The opinion of the court was delivered by: Coleman, J.
DATE OF JUDGMENT: 09/16/96
TRIAL JUDGE: HON. L. BRELAND HILBURN JR.
COURT FROM WHICH APPEALED: HINDS COUNTY CIRCUIT COURT
NATURE OF THE CASE: CRIMINAL - FELONY
TRIAL COURT DISPOSITION: AGGRAVATED ASSAULT W/WEAPON: SENTENCED TO SERVE A TERM OF 20 YEARS IN THE MDOC
¶1. A jury in the Circuit Court of the First Judicial District of Hinds County found the appellant, Charles Denson, guilty of aggravated assault upon Vanessa Brown, which he accomplished by repeatedly striking her about the head with a pistol as she sat in the driver's seat of her car, and the trial court sentenced Denson to serve a term of twenty years in the custody of the Mississippi Department of Corrections. In his appeal of the judgment of his conviction of aggravated assault and sentence, Denson presents for our review and resolution the following two issues, which we quote verbatim from his brief:
THE TRIAL COURT COMMITTED PLAIN REVERSIBLE ERROR BY RESTRICTING DENSON'S ABILITY TO PRESENT A PROPER DEFENSE TO THE CHARGE CONTAINED IN THE INDICTMENT AND AS A RESULT, DENIED HIM A FUNDAMENTALLY FAIR TRIAL.
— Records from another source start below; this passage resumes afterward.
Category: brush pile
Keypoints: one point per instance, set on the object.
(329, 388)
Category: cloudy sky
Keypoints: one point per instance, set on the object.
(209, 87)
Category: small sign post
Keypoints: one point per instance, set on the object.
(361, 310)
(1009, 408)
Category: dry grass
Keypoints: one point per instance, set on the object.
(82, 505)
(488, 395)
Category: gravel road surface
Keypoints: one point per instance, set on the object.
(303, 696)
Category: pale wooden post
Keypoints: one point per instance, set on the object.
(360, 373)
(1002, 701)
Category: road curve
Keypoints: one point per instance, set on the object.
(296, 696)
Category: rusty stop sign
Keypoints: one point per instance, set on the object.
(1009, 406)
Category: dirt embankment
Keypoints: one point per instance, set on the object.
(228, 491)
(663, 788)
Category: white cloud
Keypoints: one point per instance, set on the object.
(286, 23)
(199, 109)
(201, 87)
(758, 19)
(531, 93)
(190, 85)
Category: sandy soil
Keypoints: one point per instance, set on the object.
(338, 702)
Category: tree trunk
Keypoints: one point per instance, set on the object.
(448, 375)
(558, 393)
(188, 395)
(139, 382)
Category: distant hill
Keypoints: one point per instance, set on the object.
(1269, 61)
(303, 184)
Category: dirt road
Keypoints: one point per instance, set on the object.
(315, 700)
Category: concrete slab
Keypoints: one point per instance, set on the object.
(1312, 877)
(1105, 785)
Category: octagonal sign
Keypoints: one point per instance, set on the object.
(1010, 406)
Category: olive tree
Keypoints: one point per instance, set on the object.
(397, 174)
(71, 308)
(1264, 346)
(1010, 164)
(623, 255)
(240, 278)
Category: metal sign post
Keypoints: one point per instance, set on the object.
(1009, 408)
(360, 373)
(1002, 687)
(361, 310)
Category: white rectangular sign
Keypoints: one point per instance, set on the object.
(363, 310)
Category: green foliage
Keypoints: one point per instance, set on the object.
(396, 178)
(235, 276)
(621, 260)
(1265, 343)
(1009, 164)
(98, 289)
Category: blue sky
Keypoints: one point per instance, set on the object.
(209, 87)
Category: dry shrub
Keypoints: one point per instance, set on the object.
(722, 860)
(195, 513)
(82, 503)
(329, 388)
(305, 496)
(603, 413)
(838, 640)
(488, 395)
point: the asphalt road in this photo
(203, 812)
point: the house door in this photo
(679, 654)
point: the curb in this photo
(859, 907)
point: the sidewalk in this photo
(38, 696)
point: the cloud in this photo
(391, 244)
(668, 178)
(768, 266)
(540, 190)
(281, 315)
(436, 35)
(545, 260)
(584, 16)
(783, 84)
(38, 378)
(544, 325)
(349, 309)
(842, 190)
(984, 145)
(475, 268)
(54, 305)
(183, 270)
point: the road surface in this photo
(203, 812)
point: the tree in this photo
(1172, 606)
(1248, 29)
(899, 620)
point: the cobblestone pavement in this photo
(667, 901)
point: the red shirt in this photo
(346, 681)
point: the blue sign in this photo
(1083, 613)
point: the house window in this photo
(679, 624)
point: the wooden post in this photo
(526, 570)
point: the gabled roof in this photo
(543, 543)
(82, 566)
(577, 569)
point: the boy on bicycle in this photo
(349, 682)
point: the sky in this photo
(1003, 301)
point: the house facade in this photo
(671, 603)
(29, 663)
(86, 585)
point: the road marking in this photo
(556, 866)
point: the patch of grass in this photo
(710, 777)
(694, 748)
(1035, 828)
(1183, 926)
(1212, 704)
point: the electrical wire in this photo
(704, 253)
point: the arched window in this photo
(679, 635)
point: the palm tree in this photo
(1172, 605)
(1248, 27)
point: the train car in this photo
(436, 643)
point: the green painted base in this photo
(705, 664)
DENSON WAS DENIED A FUNDAMENTALLY FAIR TRIAL AS A RESULT OF THE NUMEROUS IMPROPER REMARKS BY THE PROSECUTION DURING THE CLOSING ARGUMENT PHASE OF THE TRIAL AS EACH SUCH INSTANCE OF PROSECUTORIAL MISCONDUCT, STANDING ALONE, SUFFICIENTLY DENIED DENSON A FUNDAMENTALLY FAIR TRIAL.
We resolve both issues adversely to Denson and affirm the judgment and sentence of the trial court.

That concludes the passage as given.